Features included in the final RF model were ranked using the Gini importance criteria. In this study, each continuous variable had three features, representing the three most recent observations. We calculated the overall importance of each variable by the aggregated sum of Gini importance values of all its underlying features.

Statistical analysis

A default threshold of 0.5 was used on model-derived class probabilities for assigning positive and negative predictions. Model performance statistics included assessment of sensitivity, specificity, accuracy and positive and negative predictive values. We also plotted receiver operating characteristic (ROC) and the precision recall (PR) curves, area under the ROC curve (AUROC) and area under the PR curve (AUPRC). A 95% CI of all performance statistics was obtained. Performance metrics were computed in the R environment by using custom scripts and the R packages—PRROC (V.1.3.1), pROC (V.1.16.9000) and epiR (V.1.0.4).

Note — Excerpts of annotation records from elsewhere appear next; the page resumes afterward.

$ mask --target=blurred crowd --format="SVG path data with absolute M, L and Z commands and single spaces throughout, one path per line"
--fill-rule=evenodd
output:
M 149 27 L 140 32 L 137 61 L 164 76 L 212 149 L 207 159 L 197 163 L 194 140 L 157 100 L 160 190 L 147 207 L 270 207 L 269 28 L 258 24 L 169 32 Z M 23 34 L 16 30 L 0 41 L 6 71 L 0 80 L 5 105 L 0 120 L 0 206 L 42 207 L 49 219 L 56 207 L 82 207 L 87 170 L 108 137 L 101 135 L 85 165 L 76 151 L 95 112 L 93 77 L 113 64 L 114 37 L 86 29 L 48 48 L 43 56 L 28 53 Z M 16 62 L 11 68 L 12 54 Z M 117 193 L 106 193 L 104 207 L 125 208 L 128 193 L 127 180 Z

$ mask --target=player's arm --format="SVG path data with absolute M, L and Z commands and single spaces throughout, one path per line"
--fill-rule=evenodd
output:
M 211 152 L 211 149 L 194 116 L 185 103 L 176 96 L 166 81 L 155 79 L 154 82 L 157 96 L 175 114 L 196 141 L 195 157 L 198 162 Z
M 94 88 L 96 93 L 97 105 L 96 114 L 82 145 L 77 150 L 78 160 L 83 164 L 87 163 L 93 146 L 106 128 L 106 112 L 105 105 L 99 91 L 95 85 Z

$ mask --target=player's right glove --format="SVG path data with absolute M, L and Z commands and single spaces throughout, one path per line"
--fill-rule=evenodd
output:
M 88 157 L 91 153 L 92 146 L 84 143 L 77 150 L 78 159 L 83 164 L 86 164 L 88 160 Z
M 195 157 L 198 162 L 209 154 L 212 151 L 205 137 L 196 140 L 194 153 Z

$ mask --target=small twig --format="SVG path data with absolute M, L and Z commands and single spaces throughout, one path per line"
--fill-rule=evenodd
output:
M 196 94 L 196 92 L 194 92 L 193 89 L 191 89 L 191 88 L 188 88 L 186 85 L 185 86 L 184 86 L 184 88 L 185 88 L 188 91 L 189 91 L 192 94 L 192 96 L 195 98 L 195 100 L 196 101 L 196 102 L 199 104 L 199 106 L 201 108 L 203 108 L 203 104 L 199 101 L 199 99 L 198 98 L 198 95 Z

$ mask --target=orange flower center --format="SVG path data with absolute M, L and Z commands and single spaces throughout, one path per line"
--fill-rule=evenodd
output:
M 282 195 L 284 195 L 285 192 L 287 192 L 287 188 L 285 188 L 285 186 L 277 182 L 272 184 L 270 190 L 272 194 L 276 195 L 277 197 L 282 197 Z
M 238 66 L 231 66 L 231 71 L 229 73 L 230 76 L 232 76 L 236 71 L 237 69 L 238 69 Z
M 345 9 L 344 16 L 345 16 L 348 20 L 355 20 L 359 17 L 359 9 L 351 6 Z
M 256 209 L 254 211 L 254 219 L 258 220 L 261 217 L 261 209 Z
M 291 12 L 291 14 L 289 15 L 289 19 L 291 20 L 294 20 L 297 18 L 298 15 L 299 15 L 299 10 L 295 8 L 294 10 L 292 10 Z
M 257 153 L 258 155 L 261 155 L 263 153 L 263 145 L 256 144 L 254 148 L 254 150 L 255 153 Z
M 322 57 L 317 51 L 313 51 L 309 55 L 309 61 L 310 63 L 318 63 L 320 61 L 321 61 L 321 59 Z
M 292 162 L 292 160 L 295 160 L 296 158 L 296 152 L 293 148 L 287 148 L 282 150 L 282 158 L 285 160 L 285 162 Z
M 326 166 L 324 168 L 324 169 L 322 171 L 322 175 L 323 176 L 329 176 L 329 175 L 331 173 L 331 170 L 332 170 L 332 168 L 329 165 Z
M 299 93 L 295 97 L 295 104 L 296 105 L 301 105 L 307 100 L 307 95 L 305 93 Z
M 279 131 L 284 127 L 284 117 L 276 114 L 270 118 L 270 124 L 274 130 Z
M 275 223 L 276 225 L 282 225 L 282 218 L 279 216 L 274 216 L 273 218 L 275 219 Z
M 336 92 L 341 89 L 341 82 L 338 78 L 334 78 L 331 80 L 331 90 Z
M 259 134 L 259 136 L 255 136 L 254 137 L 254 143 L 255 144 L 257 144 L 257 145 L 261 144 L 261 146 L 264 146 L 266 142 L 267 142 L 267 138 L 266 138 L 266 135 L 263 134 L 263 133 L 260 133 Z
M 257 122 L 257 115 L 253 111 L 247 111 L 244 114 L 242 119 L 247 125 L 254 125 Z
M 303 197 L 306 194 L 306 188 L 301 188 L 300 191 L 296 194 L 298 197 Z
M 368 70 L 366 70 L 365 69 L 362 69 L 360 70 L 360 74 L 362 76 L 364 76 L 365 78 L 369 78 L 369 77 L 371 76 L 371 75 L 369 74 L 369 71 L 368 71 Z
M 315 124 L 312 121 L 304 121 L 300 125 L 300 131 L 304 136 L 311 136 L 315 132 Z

Clinical utility, need assessment, temporal validation

We applied our model to 910 individuals hospitalised with COVID-19 diagnosis at our institution during the study period and identified those who died in the hospital. RF model predictions were obtained prospectively for each day a patient stayed in the hospital. Positive predictions with high risk of near-term mortality were identified using a threshold of 0.5. Among hospitalisations that ended in death, we identified a subset of patients whom our model predicted as being at high risk of near-term mortality.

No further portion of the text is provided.